Legislation now requires social landlords to ballot members on mergers
Social landlords in Scotland will be required to ballot tenants when entering into a merger by the end of this month.
Landlords wanting to enter a "group structure" or "constitutional partnership" – two forms of merger – where the organisation keeps its name and chief executive, will be subject to the ballot procedure.
Currently when an association wants to become a subsidiary in a group structure arrangement, a landlord is only required to ballot the members of an association.
Tenants can become members of an association by paying a nominal fee such as £1.
Under the new legislation, which comes into force on 20 November 2014, landlords will be required to ballot their tenants before they become subsidiaries in group structures.

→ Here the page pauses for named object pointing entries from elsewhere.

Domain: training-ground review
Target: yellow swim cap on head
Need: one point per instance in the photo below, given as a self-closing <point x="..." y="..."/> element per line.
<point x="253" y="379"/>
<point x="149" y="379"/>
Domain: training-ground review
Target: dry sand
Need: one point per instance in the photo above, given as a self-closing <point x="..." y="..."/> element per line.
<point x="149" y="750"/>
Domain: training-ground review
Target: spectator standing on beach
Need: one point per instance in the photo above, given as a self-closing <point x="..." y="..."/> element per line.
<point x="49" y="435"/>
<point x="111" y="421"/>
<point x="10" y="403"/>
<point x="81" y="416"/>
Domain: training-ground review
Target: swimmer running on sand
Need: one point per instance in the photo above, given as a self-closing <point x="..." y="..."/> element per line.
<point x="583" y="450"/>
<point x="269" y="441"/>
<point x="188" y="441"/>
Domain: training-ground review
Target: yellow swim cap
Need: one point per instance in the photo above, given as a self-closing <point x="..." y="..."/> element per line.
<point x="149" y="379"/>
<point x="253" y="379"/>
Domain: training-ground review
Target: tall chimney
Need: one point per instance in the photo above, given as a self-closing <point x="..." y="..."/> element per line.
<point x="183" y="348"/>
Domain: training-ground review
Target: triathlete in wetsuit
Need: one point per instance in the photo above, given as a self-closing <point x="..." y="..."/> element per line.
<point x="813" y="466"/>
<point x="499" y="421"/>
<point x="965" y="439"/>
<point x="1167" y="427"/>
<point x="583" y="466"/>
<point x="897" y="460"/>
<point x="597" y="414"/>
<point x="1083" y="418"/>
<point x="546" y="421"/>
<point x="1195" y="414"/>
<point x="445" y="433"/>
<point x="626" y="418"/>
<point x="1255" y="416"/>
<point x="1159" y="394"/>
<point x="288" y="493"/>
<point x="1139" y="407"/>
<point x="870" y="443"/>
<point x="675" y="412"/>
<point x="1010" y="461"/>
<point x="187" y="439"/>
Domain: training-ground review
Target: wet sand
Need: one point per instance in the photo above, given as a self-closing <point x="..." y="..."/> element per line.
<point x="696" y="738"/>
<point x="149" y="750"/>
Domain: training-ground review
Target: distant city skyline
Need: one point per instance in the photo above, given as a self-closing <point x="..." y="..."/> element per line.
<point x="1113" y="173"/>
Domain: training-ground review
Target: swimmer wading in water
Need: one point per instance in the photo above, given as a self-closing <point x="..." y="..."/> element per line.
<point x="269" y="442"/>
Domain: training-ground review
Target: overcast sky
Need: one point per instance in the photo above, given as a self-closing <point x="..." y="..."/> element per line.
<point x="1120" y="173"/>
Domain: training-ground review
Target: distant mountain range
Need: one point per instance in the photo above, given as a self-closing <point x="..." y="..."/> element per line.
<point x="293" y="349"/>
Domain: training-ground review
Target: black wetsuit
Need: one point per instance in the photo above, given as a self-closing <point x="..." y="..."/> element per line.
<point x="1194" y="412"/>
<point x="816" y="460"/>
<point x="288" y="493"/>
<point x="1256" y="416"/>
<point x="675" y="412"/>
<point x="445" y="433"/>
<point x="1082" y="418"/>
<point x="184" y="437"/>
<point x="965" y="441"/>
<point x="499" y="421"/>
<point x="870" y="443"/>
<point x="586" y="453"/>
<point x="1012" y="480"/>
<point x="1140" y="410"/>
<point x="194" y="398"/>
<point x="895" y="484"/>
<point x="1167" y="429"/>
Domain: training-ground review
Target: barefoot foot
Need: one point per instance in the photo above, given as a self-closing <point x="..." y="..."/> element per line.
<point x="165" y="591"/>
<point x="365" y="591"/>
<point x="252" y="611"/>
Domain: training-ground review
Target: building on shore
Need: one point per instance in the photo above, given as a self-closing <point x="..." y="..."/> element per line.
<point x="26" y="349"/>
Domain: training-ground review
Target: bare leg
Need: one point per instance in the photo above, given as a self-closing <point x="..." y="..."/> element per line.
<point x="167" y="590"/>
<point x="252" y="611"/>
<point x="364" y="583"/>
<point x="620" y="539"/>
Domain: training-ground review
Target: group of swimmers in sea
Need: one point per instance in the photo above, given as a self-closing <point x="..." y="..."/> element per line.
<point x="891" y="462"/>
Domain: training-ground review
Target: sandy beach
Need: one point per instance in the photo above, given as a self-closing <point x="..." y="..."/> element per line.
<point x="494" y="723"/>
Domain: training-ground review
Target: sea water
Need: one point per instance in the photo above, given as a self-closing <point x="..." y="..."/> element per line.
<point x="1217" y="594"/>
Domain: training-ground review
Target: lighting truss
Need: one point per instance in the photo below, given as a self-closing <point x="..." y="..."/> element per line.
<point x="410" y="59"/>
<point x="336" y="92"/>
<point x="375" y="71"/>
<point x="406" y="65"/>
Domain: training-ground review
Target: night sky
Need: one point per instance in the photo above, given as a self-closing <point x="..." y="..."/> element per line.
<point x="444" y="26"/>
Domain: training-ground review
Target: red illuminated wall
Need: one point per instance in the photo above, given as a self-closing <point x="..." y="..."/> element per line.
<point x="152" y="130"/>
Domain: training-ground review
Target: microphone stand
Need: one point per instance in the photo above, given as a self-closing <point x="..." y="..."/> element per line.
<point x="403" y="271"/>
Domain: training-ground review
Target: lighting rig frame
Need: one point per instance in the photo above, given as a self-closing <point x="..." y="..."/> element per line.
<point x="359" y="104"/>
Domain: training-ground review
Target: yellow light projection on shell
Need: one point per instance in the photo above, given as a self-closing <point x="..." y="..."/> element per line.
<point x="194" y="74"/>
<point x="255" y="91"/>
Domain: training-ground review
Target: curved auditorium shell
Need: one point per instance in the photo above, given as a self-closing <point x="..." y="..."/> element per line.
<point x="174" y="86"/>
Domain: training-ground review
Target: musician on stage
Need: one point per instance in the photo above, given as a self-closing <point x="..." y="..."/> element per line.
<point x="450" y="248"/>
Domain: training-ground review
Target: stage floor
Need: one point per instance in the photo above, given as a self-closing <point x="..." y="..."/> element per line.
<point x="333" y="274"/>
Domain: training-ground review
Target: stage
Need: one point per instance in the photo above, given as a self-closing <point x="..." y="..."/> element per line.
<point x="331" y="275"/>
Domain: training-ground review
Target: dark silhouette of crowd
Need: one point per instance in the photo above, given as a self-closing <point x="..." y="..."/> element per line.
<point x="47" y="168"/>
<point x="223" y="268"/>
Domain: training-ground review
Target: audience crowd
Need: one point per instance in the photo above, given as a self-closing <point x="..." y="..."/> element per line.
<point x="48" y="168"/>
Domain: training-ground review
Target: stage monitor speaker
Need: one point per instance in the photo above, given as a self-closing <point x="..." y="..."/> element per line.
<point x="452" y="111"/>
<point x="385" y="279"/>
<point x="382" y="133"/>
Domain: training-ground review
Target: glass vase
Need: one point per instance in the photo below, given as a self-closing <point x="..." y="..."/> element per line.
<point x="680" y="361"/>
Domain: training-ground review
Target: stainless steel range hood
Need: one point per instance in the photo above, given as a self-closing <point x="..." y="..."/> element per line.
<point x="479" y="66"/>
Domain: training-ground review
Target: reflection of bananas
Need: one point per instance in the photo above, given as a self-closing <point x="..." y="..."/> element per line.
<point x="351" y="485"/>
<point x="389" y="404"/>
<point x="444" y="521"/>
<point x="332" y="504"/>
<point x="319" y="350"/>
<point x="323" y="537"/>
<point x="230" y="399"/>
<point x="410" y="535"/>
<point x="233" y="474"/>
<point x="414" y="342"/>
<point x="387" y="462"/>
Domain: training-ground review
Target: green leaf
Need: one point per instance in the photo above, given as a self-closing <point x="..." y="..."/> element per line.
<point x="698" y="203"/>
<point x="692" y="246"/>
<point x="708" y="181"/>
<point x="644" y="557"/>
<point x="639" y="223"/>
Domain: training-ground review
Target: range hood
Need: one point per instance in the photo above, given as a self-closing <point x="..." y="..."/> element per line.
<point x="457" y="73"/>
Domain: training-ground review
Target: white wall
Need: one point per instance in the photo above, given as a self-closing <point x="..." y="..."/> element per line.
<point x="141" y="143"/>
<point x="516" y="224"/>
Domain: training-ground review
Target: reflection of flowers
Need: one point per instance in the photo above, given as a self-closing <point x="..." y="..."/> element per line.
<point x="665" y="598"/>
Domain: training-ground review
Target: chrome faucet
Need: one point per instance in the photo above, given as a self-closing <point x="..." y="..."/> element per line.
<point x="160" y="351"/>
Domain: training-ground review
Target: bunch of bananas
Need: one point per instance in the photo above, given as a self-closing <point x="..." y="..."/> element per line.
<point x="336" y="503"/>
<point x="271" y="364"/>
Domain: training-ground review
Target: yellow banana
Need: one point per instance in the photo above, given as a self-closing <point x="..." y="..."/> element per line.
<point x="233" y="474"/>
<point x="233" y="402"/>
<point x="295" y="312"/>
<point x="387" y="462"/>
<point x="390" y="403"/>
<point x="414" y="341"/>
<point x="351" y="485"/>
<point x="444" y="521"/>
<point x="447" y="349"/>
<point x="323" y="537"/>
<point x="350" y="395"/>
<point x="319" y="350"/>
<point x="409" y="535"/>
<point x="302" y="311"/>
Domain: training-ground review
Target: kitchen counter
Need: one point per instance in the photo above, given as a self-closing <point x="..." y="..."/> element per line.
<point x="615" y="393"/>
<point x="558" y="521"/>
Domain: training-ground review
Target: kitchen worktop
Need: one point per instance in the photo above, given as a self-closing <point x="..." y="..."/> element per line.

The Glasgow and West of Scotland Forum of Housing Association lobbied hard to MSPs for the measure to be inserted into the Housing (Scotland) Act 2014, which received royal assent in August.
The government agreed to insert the measure into the Act following concern about the trend of larger landlords taking over smaller, community-based housing associations.
Social landlords that have asked for permission from the Scottish Housing Regulator to enter into a group structure before 20 November will be exempt from the new requirements.
A spokesperson for the Scottish Housing Regulator said: ‘We have communicated this position directly to the registered social landlords which we know may be affected by this provision.”